Disruptive art world figure and enigmatic tech prankster Eric Drass (also known as the great Degenerative Artist, ‘Shardcore’) announces his debut solo album ON THE HILL under the artist name DRASS, for release on April Fool’s Day, Weds 1 April 2026, via Death & Praxis Records.

DRASS - On The Hill

Streaming Everywhere 01/04/26

Spotify: https://open.spotify.com/album/53ZJeSRFxevDQbsFdtQOTe?si=fx5YU7vCT-GxaIuJh9P_tg

Apple Music: https://music.apple.com/us/album/on-the-hill/1888351355

YouTube Music: https://www.youtube.com/playlist?list=OLAK5uy_kRLK_d4DykJeV5vrpzElsFZDm3nGysIuc

Deezer: https://www.deezer.com/en/album/948249471

plus pretty much everywhere else...

Known in the fine art sphere as wildly praised disruptive painter and Degenerative Artist ‘Shardcore’, Eric Drass is also an in-demand (if acerbic) global speaker on AI, deep fake, and machine learning tools in art (he’s showed up as a guest expert at the BBC Royal Institution Christmas Lectures and even on telly explaining deep fakes to Ian Hislop).

DRASS is his first solo music project.

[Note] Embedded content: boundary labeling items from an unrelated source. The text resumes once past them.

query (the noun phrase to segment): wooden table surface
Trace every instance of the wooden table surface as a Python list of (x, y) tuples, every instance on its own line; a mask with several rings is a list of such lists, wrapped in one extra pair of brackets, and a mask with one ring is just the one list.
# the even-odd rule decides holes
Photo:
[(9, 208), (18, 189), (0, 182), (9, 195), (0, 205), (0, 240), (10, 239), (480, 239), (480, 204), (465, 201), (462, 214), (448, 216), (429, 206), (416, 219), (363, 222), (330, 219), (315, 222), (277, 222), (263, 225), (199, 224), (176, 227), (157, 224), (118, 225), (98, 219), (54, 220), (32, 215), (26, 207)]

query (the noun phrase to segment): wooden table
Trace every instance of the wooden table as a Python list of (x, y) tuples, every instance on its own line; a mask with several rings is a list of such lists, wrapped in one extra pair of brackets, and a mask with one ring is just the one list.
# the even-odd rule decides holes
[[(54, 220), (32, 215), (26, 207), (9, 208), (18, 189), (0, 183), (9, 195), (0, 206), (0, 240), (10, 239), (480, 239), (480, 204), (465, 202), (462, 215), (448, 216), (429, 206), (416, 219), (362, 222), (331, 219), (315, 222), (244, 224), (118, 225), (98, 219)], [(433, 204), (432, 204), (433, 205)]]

ON THE HILL was gestated through 2025 in Eric’s secret lair in Sussex (genuinely accessed via a hidden doorway in a bookshelf).

Last summer, DRASS road-tested tracks for ON THE HILL in the ScienceFutures Arena at Glastonbury Festival, his ferocious, also very funny live show culminating with an onstage alien autopsy, which inevitably descended into a chaotic gore fest.

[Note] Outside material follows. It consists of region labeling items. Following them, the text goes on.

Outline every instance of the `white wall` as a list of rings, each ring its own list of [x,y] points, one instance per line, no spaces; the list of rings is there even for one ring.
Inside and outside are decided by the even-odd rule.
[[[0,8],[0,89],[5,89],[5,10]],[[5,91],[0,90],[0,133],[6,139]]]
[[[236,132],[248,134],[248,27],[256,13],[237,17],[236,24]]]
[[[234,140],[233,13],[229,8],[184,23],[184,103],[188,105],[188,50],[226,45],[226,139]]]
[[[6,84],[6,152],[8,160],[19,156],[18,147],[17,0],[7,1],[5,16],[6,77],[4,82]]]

So expect: frazzled glitches, treacle-black state-of-the-world realism meets dazzling psychedelia, dick jokes, old school crunch to the beats, truth bombs, and not one global leader escaping unscathed. ON THE HILL is an ambitious, yet wholly DIY masterpiece that could’ve been scratched onto cell walls by a defiant political prisoner as the hallucinogens wore off.

DRASS is an audio-visual work by the digital artist shardcore aka Eric Drass. Sinister, uncanny and unsettling, the performance consists of a bleak, electronic song-cycle performed live against projected visuals. Treated vocals and disturbing lyrics add a brutally human element to a nightmare vision of the modern digital content-drowned world. The performance ultimately asks us what we find more disturbing – the visuals, the music, or the man who created them?